The molecular structure of the DNA decamer d(ACCGGCCGGT) has been solved and refined by single-crystal X-ray-diffraction analysis at 0.20 nm to a final R-factor of 18.0%. The decamer crystallizes as an A-DNA double helical fragment with unit-cell dimensions of a = b = 3.923 nm and c = 7.80 nm in the space group P6(1)22. The overall conformation of this A-DNA decamer is very similar to that of the fiber model for A-DNA which has a large average base-pair tilt and hence a wide and shallow minor groove. This structure is in contrast to that of several A-DNA octamers in which the molecules all have low base-pair-tilt angles (8-12 degrees) resulting in an appearance intermediate between B-DNA and A-DNA. The average helical parameters of this decamer are typical of A-DNA with 10.9 base pairs/turn of helix, an average helical twist angle of 33.1 degrees, and a base-pair-tilt angle of 18.2 degrees. However, the CpG step in this molecule has a low local-twist angle of 24.5 degrees, similar to that seen in other A-DNA oligomers, and therefore appears to be an intrinsic stacking pattern for this step. The molecules pack in the crystal using a recurring binding motif, namely, the terminal base pair of one helix abuts the surface of the shallow minor groove of another helix. In addition, the GC base pairs have large propeller-twist angles, unlike those found most other A-DNA structures.

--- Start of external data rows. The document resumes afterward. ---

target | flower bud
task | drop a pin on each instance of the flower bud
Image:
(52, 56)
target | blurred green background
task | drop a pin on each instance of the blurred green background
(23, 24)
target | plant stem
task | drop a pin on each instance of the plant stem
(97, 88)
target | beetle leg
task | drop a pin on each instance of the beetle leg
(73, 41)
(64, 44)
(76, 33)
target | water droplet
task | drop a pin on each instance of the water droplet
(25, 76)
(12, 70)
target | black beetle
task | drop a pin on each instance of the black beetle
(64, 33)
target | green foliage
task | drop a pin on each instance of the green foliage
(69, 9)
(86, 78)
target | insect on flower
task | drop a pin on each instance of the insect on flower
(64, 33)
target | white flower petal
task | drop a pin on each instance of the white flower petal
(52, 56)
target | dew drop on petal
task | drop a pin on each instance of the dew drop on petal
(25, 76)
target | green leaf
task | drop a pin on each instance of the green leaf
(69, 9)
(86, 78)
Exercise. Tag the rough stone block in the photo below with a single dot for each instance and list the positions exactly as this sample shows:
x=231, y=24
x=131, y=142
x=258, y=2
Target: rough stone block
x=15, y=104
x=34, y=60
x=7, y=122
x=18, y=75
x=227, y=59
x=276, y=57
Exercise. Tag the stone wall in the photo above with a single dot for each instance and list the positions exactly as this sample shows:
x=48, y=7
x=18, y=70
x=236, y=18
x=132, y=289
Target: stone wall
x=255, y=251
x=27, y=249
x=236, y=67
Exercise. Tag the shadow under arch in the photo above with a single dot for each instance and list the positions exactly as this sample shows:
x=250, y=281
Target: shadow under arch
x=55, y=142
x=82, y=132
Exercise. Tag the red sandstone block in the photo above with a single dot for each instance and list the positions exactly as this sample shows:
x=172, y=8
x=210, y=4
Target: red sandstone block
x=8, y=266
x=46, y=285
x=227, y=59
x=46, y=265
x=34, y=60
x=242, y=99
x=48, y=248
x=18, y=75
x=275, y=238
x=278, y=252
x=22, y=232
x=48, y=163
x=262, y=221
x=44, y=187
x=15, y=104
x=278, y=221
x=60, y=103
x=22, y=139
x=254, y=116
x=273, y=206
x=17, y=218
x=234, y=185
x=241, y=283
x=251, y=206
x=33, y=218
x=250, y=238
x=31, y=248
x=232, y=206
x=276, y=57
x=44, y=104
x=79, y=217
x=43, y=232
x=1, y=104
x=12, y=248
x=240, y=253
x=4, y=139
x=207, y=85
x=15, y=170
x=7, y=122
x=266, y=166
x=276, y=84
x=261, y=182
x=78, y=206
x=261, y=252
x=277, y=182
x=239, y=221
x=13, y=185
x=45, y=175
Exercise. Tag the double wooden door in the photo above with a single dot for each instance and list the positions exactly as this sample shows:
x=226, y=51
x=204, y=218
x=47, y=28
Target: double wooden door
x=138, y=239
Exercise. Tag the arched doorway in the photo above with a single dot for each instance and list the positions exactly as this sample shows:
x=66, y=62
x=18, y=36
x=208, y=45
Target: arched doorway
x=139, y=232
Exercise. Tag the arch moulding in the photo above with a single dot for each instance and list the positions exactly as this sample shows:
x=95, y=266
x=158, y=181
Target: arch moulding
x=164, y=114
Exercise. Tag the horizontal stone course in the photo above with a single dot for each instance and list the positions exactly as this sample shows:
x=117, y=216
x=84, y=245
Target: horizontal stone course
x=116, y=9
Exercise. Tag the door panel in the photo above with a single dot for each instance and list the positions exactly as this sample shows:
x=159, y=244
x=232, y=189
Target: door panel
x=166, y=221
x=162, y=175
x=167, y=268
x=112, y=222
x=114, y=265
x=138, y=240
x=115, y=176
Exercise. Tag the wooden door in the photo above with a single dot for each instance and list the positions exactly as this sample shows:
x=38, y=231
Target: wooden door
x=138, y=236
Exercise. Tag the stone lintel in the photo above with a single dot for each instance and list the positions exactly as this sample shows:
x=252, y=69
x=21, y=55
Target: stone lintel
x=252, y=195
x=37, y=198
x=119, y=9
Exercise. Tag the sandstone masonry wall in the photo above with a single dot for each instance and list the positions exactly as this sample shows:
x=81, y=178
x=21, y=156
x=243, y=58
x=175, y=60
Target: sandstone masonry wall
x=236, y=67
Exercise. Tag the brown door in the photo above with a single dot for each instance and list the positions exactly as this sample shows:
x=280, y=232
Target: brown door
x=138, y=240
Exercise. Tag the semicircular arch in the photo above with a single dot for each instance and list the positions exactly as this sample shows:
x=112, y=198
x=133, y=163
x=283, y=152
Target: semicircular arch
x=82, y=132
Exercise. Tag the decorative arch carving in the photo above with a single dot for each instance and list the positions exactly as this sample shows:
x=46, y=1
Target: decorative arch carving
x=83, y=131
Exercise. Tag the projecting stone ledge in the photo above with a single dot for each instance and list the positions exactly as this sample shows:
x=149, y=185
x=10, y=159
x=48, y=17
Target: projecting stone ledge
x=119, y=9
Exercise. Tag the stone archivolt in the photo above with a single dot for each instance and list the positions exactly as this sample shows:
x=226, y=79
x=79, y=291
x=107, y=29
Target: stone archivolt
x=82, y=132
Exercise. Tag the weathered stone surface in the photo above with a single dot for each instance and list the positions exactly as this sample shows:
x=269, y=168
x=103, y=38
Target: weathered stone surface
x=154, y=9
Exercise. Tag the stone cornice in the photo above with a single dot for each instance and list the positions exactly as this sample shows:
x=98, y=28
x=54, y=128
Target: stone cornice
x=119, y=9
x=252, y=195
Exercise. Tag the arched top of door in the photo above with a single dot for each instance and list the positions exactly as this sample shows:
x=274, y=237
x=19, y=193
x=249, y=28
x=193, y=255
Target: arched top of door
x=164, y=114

The molecular structure of the complex of Hoechst 33258 and the DNA dodecamer d(CGCGAATTCGCG).

The crystal structure of the complex between the dodecamer d(CGCGAATTCGCG) and a synthetic dye molecule Hoechst 33258 was solved by X-ray diffraction analysis and refined to an R-factor of 15.7% at 2.25 A resolution. The crescent-shaped Hoechst compound is found to bind to the central four AATT base pairs in the narrow minor groove of the B-DNA double helix. The piperazine ring of the drug has its flat face almost parallel to the aromatic bisbenzimidazole ring and lies sideways in the minor groove. No evidence of disordered structure of the drug is seen in the complex. The binding of Hoechst to DNA is stabilized by a combination of hydrogen bonding, van der Waals interaction and electrostatic interactions. The binding preference for AT base pairs by the drug is the result of the close contact between the Hoechst molecule and the C2 hydrogen atoms of adenine. The nature of these contacts precludes the binding of the drug to G-C base pairs due to the presence of N2 amino groups of guanines. The present crystal structural information agrees well with the data obtained from chemical footprinting experiments.